Opinie i wydarzenia
"Czułem się zastraszony". Na około tysiąc wiz niemal trzysta było na potrzeby Wawrzyka
Aleksander Dańda, Konsul Generalny RP w Mumbaju, wcześniej pełniący obowiązki Konsula Generalnego RP w Hongkongu poinformował komisję śledczą ds. afery wizowej, że pierwszego maila z prośbą o priorytetowe potraktowanie wniosków wizowych i umożliwienie złożenia wnioskującym ich w jak najszybszym terminie otrzymał 27 kwietnia 2022 roku od dyrektor Beaty Brzywczy, która pełniła funkcję zastępcy dyrektora konsularnego MSZ Marcina Jakubowskiego. - W odpowiedzi na tego maila odpisałem, wskazując na obiektywne przeszkody, które moim zdaniem uniemożliwiają w tak krótkim terminie przyjęcie tych wszystkich osób, które zostały wymienione. Te trudności wynikały z ówcześnie panujących warunków pandemicznych w Hongkongu - wyjaśnił. Mimo wskazania, że szybkie przyjęcie wspomnianych 124 osób z Filipin, stwarza zagrożenie dla nieprzerwanego funkcjonowania bezpieczeństwa placówki z uwagi na obowiązujące przepisy, ponownie został wezwany, powołując się na prośbę Piotra Wawrzyka, o priorytetowe rozpatrzenie wniosków. - Pierwszy mail od Edgara Kobosa przyszedł do nas 9 lipca i była to informacja o dokumentach, które są niezbędne w celu prawidłowego złożenia wniosku wizowego.

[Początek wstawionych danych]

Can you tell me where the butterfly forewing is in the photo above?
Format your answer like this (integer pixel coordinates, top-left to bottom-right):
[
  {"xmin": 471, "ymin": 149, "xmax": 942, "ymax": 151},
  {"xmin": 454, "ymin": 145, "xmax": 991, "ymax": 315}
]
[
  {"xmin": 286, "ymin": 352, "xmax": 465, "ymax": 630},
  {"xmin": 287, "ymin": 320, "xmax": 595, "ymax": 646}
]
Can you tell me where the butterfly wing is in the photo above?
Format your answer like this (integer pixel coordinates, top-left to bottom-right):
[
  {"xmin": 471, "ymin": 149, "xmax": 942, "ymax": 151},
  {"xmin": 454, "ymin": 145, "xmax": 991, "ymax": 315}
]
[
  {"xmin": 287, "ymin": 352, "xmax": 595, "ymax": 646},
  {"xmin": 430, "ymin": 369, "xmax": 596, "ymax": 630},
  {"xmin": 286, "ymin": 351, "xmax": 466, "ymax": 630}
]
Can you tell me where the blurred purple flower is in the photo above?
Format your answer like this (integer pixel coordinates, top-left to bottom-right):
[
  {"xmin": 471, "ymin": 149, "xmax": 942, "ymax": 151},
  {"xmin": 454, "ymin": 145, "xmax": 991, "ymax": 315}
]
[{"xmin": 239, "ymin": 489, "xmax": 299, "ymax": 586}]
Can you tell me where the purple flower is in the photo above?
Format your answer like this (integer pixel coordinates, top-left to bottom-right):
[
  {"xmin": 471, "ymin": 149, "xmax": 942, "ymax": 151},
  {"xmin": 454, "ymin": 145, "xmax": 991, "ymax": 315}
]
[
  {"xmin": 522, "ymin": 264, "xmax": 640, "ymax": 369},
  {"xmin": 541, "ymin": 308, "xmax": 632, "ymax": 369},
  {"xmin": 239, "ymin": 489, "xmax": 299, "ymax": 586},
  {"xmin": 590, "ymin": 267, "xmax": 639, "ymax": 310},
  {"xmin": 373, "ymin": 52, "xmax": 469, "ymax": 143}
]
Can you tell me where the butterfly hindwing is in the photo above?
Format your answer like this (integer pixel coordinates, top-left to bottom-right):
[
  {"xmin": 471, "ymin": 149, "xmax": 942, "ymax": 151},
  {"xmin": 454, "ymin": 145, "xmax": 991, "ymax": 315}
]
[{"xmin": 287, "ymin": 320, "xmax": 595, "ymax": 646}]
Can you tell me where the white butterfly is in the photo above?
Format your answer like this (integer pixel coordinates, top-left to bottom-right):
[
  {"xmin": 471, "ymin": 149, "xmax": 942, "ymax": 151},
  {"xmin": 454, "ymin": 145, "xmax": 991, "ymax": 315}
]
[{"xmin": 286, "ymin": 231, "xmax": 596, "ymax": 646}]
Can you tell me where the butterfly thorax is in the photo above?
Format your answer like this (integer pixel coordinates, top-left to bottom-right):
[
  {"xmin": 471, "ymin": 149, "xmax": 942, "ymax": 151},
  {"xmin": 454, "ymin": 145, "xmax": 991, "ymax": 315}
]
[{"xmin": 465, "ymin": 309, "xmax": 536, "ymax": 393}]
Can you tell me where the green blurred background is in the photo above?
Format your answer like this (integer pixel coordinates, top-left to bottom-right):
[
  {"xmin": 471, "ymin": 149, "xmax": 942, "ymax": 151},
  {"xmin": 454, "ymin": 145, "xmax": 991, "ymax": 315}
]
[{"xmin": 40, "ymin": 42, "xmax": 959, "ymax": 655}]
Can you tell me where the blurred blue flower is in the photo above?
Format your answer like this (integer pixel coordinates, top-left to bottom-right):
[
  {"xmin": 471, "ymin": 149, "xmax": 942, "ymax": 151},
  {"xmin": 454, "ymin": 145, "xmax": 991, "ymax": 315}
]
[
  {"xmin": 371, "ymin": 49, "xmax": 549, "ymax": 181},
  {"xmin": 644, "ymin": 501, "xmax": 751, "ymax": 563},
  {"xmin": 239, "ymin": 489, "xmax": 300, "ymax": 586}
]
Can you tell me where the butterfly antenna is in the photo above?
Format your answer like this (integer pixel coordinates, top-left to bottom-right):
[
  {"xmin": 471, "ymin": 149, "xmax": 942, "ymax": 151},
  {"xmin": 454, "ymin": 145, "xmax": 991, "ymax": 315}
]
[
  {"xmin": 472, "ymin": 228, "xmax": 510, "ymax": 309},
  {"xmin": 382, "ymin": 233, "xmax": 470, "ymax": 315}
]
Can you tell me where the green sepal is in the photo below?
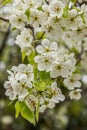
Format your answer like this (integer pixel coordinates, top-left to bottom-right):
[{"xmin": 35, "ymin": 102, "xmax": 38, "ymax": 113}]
[
  {"xmin": 20, "ymin": 102, "xmax": 36, "ymax": 125},
  {"xmin": 34, "ymin": 81, "xmax": 46, "ymax": 91}
]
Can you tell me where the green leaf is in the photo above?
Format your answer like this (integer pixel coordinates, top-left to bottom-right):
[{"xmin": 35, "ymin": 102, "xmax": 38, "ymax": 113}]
[
  {"xmin": 34, "ymin": 81, "xmax": 46, "ymax": 91},
  {"xmin": 28, "ymin": 52, "xmax": 36, "ymax": 65},
  {"xmin": 2, "ymin": 0, "xmax": 12, "ymax": 5},
  {"xmin": 15, "ymin": 101, "xmax": 20, "ymax": 118},
  {"xmin": 36, "ymin": 32, "xmax": 46, "ymax": 39},
  {"xmin": 20, "ymin": 102, "xmax": 35, "ymax": 125},
  {"xmin": 25, "ymin": 8, "xmax": 30, "ymax": 20},
  {"xmin": 63, "ymin": 6, "xmax": 68, "ymax": 18},
  {"xmin": 36, "ymin": 102, "xmax": 40, "ymax": 122},
  {"xmin": 37, "ymin": 6, "xmax": 42, "ymax": 10},
  {"xmin": 70, "ymin": 0, "xmax": 77, "ymax": 4},
  {"xmin": 22, "ymin": 51, "xmax": 26, "ymax": 62}
]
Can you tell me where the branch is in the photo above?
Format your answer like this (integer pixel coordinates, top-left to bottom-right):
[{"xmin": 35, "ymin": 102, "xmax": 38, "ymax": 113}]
[
  {"xmin": 25, "ymin": 24, "xmax": 35, "ymax": 40},
  {"xmin": 45, "ymin": 0, "xmax": 49, "ymax": 5},
  {"xmin": 0, "ymin": 17, "xmax": 9, "ymax": 23},
  {"xmin": 76, "ymin": 43, "xmax": 83, "ymax": 65},
  {"xmin": 0, "ymin": 26, "xmax": 10, "ymax": 55}
]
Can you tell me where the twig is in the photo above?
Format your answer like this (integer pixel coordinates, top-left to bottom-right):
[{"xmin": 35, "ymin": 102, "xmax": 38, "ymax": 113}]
[
  {"xmin": 76, "ymin": 43, "xmax": 83, "ymax": 65},
  {"xmin": 25, "ymin": 24, "xmax": 35, "ymax": 40},
  {"xmin": 45, "ymin": 0, "xmax": 49, "ymax": 5},
  {"xmin": 0, "ymin": 26, "xmax": 10, "ymax": 55}
]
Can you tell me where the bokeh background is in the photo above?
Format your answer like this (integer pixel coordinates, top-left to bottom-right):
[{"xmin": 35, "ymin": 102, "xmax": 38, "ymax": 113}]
[{"xmin": 0, "ymin": 0, "xmax": 87, "ymax": 130}]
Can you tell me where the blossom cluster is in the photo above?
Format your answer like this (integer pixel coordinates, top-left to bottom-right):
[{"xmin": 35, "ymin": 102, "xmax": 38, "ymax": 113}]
[
  {"xmin": 4, "ymin": 0, "xmax": 87, "ymax": 124},
  {"xmin": 4, "ymin": 64, "xmax": 65, "ymax": 112}
]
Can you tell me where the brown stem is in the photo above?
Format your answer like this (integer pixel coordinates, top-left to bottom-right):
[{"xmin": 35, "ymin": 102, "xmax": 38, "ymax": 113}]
[
  {"xmin": 76, "ymin": 43, "xmax": 84, "ymax": 65},
  {"xmin": 0, "ymin": 26, "xmax": 10, "ymax": 56},
  {"xmin": 45, "ymin": 0, "xmax": 49, "ymax": 5},
  {"xmin": 0, "ymin": 17, "xmax": 9, "ymax": 22},
  {"xmin": 25, "ymin": 24, "xmax": 35, "ymax": 40}
]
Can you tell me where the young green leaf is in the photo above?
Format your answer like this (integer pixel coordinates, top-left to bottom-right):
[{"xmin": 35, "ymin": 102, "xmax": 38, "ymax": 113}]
[
  {"xmin": 36, "ymin": 102, "xmax": 40, "ymax": 122},
  {"xmin": 20, "ymin": 102, "xmax": 35, "ymax": 125},
  {"xmin": 22, "ymin": 51, "xmax": 26, "ymax": 62},
  {"xmin": 15, "ymin": 101, "xmax": 20, "ymax": 118},
  {"xmin": 39, "ymin": 71, "xmax": 50, "ymax": 81},
  {"xmin": 63, "ymin": 6, "xmax": 68, "ymax": 18},
  {"xmin": 2, "ymin": 0, "xmax": 12, "ymax": 5},
  {"xmin": 34, "ymin": 81, "xmax": 46, "ymax": 91},
  {"xmin": 25, "ymin": 8, "xmax": 30, "ymax": 20},
  {"xmin": 28, "ymin": 52, "xmax": 36, "ymax": 65}
]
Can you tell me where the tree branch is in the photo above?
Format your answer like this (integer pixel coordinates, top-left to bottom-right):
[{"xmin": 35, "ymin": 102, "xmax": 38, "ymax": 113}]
[
  {"xmin": 45, "ymin": 0, "xmax": 49, "ymax": 5},
  {"xmin": 25, "ymin": 24, "xmax": 35, "ymax": 40},
  {"xmin": 0, "ymin": 26, "xmax": 10, "ymax": 55}
]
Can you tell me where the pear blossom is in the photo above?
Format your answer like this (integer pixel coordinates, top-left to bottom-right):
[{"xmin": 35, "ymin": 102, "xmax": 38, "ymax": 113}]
[
  {"xmin": 49, "ymin": 0, "xmax": 64, "ymax": 17},
  {"xmin": 64, "ymin": 74, "xmax": 81, "ymax": 90},
  {"xmin": 34, "ymin": 54, "xmax": 54, "ymax": 72}
]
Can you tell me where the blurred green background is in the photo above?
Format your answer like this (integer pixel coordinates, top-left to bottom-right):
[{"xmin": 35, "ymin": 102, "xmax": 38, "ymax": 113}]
[{"xmin": 0, "ymin": 13, "xmax": 87, "ymax": 130}]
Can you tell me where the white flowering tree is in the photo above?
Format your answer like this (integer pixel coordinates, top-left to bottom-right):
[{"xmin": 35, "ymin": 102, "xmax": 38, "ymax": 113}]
[{"xmin": 0, "ymin": 0, "xmax": 87, "ymax": 125}]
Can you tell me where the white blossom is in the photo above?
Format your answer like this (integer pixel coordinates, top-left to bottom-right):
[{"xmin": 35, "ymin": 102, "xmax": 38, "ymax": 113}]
[{"xmin": 69, "ymin": 89, "xmax": 81, "ymax": 100}]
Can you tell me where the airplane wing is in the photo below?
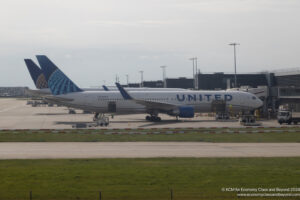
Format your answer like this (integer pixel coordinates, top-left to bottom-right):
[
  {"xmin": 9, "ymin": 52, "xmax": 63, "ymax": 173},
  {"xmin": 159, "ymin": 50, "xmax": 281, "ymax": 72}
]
[
  {"xmin": 116, "ymin": 83, "xmax": 179, "ymax": 111},
  {"xmin": 45, "ymin": 95, "xmax": 74, "ymax": 102}
]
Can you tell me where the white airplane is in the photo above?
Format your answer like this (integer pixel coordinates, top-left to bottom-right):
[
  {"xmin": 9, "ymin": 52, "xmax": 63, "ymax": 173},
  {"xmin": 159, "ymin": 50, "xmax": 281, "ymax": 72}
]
[
  {"xmin": 37, "ymin": 55, "xmax": 263, "ymax": 125},
  {"xmin": 24, "ymin": 59, "xmax": 186, "ymax": 96}
]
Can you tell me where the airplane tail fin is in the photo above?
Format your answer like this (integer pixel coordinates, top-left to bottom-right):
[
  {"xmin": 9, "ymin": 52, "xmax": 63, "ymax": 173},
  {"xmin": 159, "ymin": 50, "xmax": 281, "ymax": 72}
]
[
  {"xmin": 24, "ymin": 59, "xmax": 48, "ymax": 89},
  {"xmin": 102, "ymin": 85, "xmax": 109, "ymax": 91},
  {"xmin": 36, "ymin": 55, "xmax": 82, "ymax": 95}
]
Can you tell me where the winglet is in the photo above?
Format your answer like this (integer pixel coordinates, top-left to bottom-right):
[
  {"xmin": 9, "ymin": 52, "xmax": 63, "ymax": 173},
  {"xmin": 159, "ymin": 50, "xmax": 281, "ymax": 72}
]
[
  {"xmin": 102, "ymin": 85, "xmax": 109, "ymax": 91},
  {"xmin": 116, "ymin": 83, "xmax": 133, "ymax": 100}
]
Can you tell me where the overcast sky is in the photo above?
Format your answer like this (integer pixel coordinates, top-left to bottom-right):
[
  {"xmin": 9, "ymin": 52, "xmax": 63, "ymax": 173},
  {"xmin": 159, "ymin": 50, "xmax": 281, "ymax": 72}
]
[{"xmin": 0, "ymin": 0, "xmax": 300, "ymax": 88}]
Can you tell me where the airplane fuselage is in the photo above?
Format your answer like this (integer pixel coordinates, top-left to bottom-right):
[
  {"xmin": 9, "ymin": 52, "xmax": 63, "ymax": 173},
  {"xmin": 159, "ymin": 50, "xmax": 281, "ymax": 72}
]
[{"xmin": 50, "ymin": 91, "xmax": 262, "ymax": 114}]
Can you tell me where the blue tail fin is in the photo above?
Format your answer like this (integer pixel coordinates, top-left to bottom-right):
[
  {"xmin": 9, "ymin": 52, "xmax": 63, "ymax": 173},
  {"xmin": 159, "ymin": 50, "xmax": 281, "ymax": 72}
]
[
  {"xmin": 36, "ymin": 55, "xmax": 82, "ymax": 95},
  {"xmin": 24, "ymin": 59, "xmax": 48, "ymax": 89}
]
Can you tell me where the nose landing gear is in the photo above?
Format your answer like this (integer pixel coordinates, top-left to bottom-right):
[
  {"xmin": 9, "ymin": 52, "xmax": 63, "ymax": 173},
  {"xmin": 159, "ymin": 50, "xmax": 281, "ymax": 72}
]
[
  {"xmin": 93, "ymin": 113, "xmax": 109, "ymax": 126},
  {"xmin": 146, "ymin": 115, "xmax": 161, "ymax": 122}
]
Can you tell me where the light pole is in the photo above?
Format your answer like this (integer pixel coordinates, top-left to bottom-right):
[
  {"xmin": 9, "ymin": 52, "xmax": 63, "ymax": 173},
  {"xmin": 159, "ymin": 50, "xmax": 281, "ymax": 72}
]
[
  {"xmin": 126, "ymin": 74, "xmax": 129, "ymax": 87},
  {"xmin": 190, "ymin": 58, "xmax": 197, "ymax": 89},
  {"xmin": 139, "ymin": 70, "xmax": 144, "ymax": 87},
  {"xmin": 229, "ymin": 42, "xmax": 240, "ymax": 88},
  {"xmin": 160, "ymin": 66, "xmax": 167, "ymax": 88}
]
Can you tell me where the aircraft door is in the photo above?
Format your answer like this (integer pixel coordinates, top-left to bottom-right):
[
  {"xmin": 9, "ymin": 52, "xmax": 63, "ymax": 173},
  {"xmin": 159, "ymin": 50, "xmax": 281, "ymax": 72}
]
[{"xmin": 107, "ymin": 101, "xmax": 117, "ymax": 113}]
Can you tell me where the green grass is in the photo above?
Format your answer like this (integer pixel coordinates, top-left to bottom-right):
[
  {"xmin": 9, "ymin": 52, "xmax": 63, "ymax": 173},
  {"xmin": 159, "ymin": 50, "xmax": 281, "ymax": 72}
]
[
  {"xmin": 0, "ymin": 128, "xmax": 300, "ymax": 143},
  {"xmin": 0, "ymin": 158, "xmax": 300, "ymax": 200}
]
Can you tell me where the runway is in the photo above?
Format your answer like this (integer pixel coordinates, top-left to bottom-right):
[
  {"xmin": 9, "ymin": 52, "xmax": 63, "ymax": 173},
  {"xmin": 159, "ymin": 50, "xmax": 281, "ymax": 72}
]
[
  {"xmin": 0, "ymin": 142, "xmax": 300, "ymax": 159},
  {"xmin": 0, "ymin": 98, "xmax": 290, "ymax": 129}
]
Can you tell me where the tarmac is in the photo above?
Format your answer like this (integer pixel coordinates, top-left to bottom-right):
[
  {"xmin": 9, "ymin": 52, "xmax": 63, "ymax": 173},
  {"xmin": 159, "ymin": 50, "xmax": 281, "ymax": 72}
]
[
  {"xmin": 0, "ymin": 142, "xmax": 300, "ymax": 159},
  {"xmin": 0, "ymin": 98, "xmax": 288, "ymax": 129}
]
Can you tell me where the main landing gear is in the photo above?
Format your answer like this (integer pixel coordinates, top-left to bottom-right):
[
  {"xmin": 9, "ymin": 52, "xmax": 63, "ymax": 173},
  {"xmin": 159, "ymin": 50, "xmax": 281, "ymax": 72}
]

Wcześniej o taką informację prosił bodajże moją asystentkę telefonicznie. Przedstawiał się jako przedsiębiorca rolnik - kontynuował. - Pracowaliśmy dodatkowo, robiąc nadgodziny, żeby te wnioski przyjąć - dodał. Jak mówił Dańda, Kobos nalegał, aby wydać wizę aplikantce wcześniej, ze względu na kończenie się jej dotychczasowej wizy pobytowej w Hongkongu. - Miało to nastąpić prawie następnego dnia, na co odpisałem kategorycznie, że takiej rzeczy nie możemy zrobić i musimy czekać na efekty tego sprawdzenia wysłanego w Krajowym Systemie Konsultacji - dodał. Podkreślił, że na około tysiąc wiz niemal trzysta było na "potrzeby ministra Wawrzyka".